とんでもねえ野郎 (「週刊モーニング」)
タイトルどおりの男、桃園彦次郎が主人公の話。この彦次郎というのが、いかに食い逃げするか、他人にたかるか、そればっかりしているしょーもない漫画だが、ひとつひとつの話がそれなりにオチがついて終わっているので読み易く分かり易い。人に杉浦日向子の作品を勧める(読ませる)ときはこの作品を最初に貸している気がする。

百日紅 (「漫画サンデー」'83年11月15日号〜'88年1月26日号)
壮年期の葛飾北斎の漫画。一応、北斎が主役だが、北斎の娘お栄と居候の善次郎(後の渓斎英泉)も主役でもある。この3人を通して江戸の日常をさりげなく描いている作品。初期の作品が完全に第三者の目で描かれているのに対して、これは一人称と三人称を織り交ぜて描かれている。

百物語 (「小説新潮」'86年4月号〜'93年2月号)
百の怪談話をすると本当に妖怪が出てくるという江戸時代の遊びからとられた題材の漫画。この作品を最後に杉浦日向子は(漫画を)絶筆している。99話で連載が終わっているあたりがある意味心憎い(笑)。

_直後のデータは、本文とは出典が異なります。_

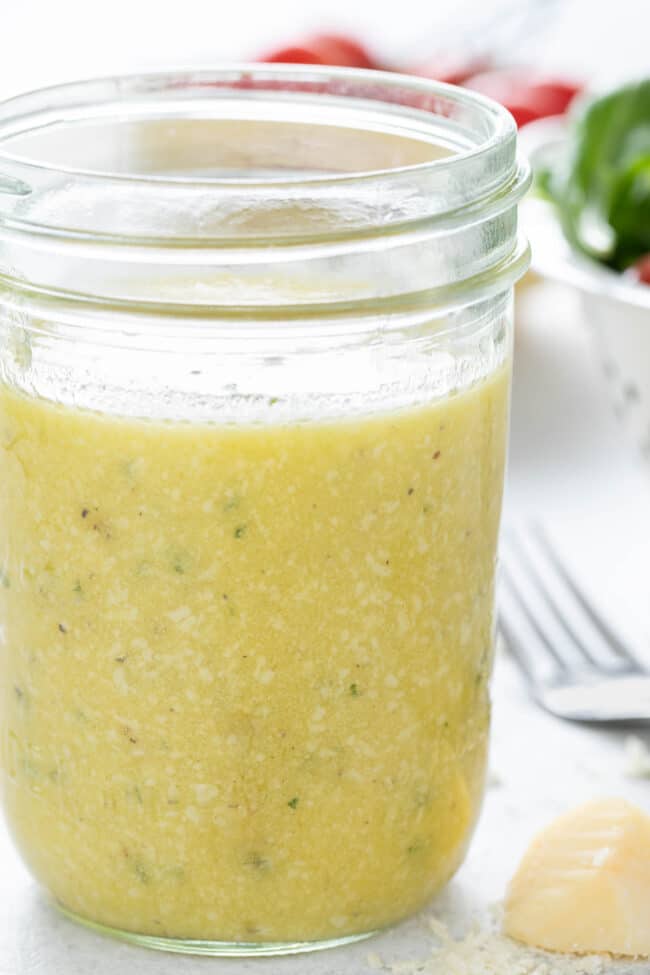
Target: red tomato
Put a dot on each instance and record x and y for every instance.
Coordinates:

他の作品に比べて理解しにくいが、これは読者を遠ざけているのではなく、読者の想像に委ねられていると見るべきであろう。昔語や怪談話には何らかのオチが用意されていると現代人は考えがちだが、それらのオチは後からつけられたモノであって、必ずしも原因がわかるとは限らない。そういう当たり前のことに気づかされる作品でもある。